CACCIUTTO Cacciutto è specifico dell'isola d'Ischia, di Lacco Ameno, Forio e Barano d'Ischia, dovrebbe derivare da un soprannome grecanico basato sul termine greco arcaico κατά  κύτες  katà kùtes contratto poi in κακκύτες  kaccùtes che significava sudatorio o luogo termale riscaldato da fenomeni vulcanici naturali, probabilmente ad indicare che il capostipite provenisse da un luogo dove fossero stati presenti simili fenomeni vulcanici.
CACCO Tipico dell'area padovano veneta, dovrebbe derivare dal nome medioevale italiano Caco. 

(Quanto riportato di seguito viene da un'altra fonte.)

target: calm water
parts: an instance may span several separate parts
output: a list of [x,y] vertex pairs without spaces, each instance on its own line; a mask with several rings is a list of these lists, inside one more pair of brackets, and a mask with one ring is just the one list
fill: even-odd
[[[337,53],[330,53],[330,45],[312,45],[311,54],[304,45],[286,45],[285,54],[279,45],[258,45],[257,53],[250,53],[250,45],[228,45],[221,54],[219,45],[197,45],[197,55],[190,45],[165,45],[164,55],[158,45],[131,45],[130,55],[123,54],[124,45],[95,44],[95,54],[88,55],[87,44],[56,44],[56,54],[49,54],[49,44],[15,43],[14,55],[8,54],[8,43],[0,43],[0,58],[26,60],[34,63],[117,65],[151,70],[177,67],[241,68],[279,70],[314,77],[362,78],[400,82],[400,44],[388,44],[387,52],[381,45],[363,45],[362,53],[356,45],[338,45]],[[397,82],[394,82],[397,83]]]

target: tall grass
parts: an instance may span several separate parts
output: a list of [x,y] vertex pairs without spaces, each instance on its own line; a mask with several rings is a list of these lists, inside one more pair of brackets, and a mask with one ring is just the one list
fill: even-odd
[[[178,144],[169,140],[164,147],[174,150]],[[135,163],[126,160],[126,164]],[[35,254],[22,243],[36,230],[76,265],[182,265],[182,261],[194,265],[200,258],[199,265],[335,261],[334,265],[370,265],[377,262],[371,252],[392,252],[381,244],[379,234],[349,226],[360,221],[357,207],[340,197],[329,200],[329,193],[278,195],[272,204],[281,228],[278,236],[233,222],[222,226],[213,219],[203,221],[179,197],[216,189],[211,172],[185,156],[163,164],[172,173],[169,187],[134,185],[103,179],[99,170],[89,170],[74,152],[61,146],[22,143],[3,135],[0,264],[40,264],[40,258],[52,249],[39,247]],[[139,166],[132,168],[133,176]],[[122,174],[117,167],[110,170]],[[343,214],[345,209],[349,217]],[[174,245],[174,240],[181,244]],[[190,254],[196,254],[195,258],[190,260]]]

CACCURI Caccuri è specifico del cosentino, di Campana, Rossano, Rovito, Pietrafitta e Cosenza, dovrebbe derivare dal toponimo Caccuri nel crotonese, probabile luogo d'origine della famiglia.
integrazioni fornite da Giovanni Vezzelli
Caccuri è un cognome calabrese. Oltre che dal toponimo omonimo, potrebbe essere una italianizzazione del cognome greco Kakuris.
CACI Caci è un cognome tipicamente siciliano, di Gela nel nisseno, ma anche dell'agrigentino, di Licata, Aragona, Agrigento, Porto Empedocle e Ravanusa, potrebbe derivare da un soprannome originato dal mestiere di casaro (produttore di cacio), svolto forse dai capostipiti, ma non si può escludere una possibile derivazione dal nome personale turco Qaji, che potrebbe essere stato portato dai capostipiti.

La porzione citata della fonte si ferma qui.